Sanchez’s comment made me realize that CIE should focus on the content of poetry to question how we can understand our lives and the world. Therefore, students should take advantage of the opportunity to influence the CIE curriculum by proposing more contemporary poems that they identify with as texts.
Part of this insufficiency of poetry in CIE seems to be due to Ursinus’ tendency to shy away from describing CIE with any preference for literature or the humanities as a way to distinguish our institution from other colleges that require an English or writing seminar as a first-year learning experience. I do not think CIE should be limited to an English curriculum because of the importance of an interdisciplinary education. However, this emphasis causes the curriculum to fall short of teaching students how to read, analyze, and most importantly, relate to poetry.

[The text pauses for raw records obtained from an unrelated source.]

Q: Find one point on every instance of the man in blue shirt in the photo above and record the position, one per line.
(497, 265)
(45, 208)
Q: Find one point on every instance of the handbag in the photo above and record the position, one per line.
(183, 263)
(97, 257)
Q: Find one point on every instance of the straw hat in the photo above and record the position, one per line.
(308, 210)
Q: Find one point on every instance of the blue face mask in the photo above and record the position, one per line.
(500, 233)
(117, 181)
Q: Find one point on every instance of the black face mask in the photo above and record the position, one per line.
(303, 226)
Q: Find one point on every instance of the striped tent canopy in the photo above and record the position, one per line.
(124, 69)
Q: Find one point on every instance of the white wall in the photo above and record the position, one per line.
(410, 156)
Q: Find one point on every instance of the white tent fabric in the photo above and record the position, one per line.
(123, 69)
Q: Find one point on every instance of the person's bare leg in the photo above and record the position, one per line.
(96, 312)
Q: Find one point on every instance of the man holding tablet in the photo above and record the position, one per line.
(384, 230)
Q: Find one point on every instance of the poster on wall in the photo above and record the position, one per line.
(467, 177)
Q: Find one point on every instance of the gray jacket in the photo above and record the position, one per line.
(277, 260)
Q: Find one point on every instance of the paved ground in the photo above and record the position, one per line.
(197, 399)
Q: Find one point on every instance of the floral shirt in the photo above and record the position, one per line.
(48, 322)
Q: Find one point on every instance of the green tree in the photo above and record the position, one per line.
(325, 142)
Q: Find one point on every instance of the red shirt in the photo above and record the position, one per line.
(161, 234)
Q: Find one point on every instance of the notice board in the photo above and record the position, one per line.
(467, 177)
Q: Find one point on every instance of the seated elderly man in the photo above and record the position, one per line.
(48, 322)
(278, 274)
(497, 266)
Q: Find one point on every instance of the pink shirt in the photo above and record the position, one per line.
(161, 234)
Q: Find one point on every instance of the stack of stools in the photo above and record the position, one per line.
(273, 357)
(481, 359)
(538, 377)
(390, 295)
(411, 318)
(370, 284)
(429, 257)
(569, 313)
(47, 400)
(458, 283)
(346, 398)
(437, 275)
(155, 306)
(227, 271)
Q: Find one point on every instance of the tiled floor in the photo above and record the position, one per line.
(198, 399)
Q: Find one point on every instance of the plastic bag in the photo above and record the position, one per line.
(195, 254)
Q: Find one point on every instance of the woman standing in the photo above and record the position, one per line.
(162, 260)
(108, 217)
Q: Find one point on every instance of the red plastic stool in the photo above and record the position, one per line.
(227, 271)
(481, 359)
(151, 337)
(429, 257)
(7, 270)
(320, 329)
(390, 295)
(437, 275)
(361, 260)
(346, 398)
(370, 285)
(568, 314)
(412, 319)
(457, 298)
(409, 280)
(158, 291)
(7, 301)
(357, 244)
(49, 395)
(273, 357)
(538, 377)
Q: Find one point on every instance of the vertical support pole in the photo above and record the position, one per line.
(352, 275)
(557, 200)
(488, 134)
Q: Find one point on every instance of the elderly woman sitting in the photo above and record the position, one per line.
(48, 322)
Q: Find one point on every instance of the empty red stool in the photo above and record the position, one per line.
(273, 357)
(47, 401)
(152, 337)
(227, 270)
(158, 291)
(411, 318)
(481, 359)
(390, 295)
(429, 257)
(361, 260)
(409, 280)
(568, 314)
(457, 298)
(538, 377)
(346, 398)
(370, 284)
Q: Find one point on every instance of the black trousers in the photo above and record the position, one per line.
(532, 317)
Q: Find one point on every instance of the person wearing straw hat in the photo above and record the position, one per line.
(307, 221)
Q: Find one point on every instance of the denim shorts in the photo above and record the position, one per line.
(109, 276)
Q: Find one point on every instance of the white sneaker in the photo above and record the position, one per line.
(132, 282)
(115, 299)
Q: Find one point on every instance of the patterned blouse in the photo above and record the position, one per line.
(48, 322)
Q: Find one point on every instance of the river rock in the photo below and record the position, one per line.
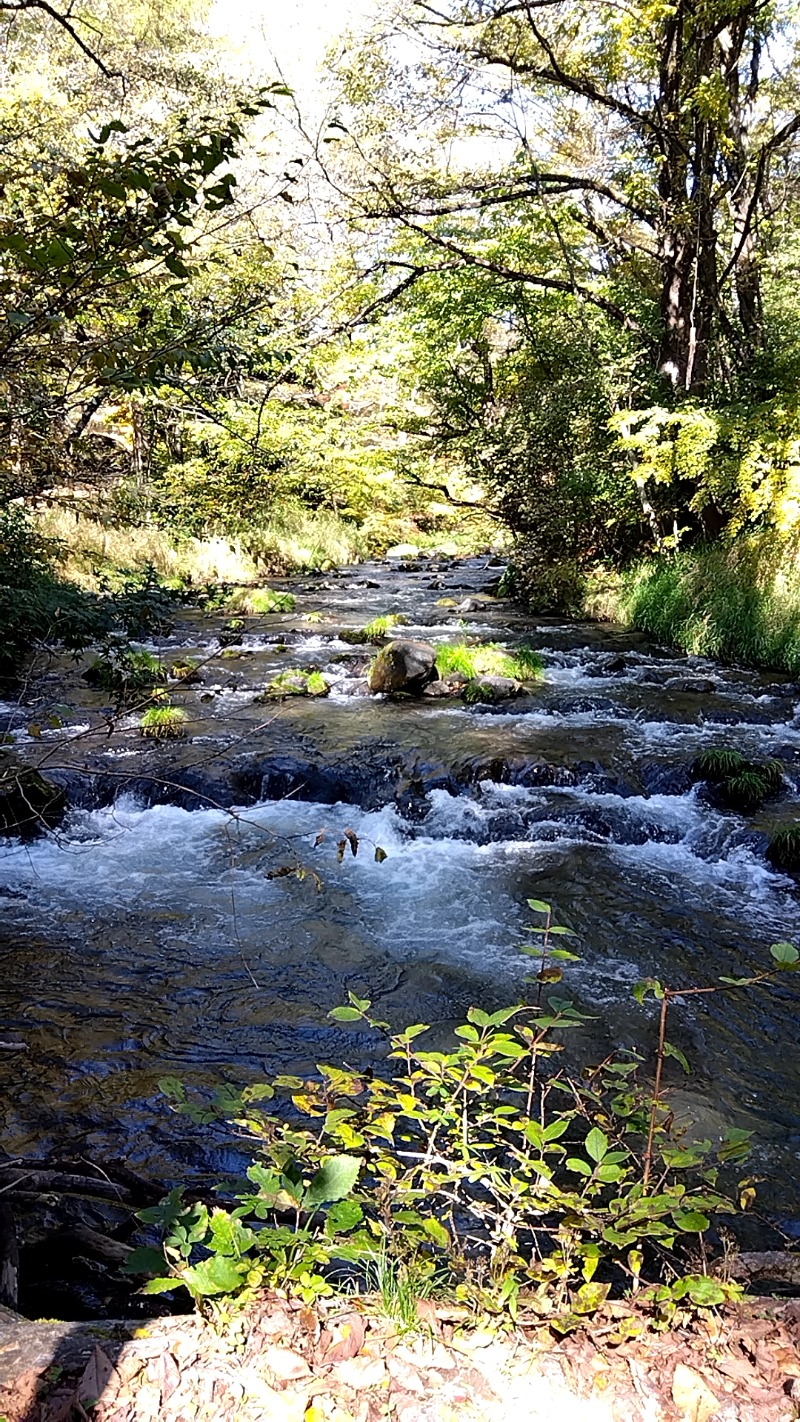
(404, 666)
(29, 804)
(402, 551)
(493, 688)
(444, 687)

In CIE 100 and CIE 200, there is only one poetry section per semester: Sappho in the fall and Romantic poetry in the spring. I like these poems, but the way they are used in CIE often relegates them to one or two class discussions about their socio-historical context. This basic analysis often causes us to overlook the emotional connections we can have with literature, which is what can actually impact students the most.
From CIE 100, I recall Sappho’s haunting declaration that “someone in some future time will remember us.” However, I do not remember her poetry because of class discussions. Rather, students learn to appreciate poetry through finding relevance to their lives. In high school, I did not enjoy poetry until we read Walt Whitman and T.S. Eliot, because we focused more on the poem’s meanings rather than structure, devices, and historical context.
Like most of my high school education, many first-year students have probably been taught to read poetry like they would a riddle: to find the hidden metaphors and cryptic meanings. CIE provides an opportunity for students to re-evaluate how they approach poetry. The point of studying literature in CIE is not to identify literary devices and structure. Analyzing such elements is meant to help the reader reach a better understanding of the poem’s meaning; this activity is not a substitute for actually grappling with the content itself.
During the panel discussion at the AAMP, Sanchez also emphasized how even some English faculty fail at teaching poetry beyond basic literary analysis, and I think her critique may also apply to professors who have to teach poetry in CIE. She told stories about how in the case of national tragedies, people would ask her what poems she would recommend to survive trauma. Certainly fiction, philosophy, and nonfiction can be meaningful in shaping someone’s world views, but poetry often contains the potential for deeper emotional connection. Similarly to the literature that people look to during tragedies, the texts that students will revisit at Ursinus and beyond are the ones that have a personal impact.
The addition of contemporary poems could help students relate and understand how a poem’s meaning can impact our daily lives. For example, when Mary Oliver’s “The Summer Day” directly asks, “Tell me, what is it you plan to do with your one wild and precious life?”, the poem allows the reader to contemplate the CIE questions without pretending to know the answers.
Like Sanchez shows us, what it means to be human can become a serious question by reading and relating to poetry. The poetry selections in CIE shouldn’t be limited to canonical Greek or Romantic poetry, but should extend to contemporary works that illustrate more ways of understanding ourselves, others, and the world. As a result, I encourage students and faculty interested in contemporary poetry to submit proposals to the CIE Syllabus Change Committee by March 15.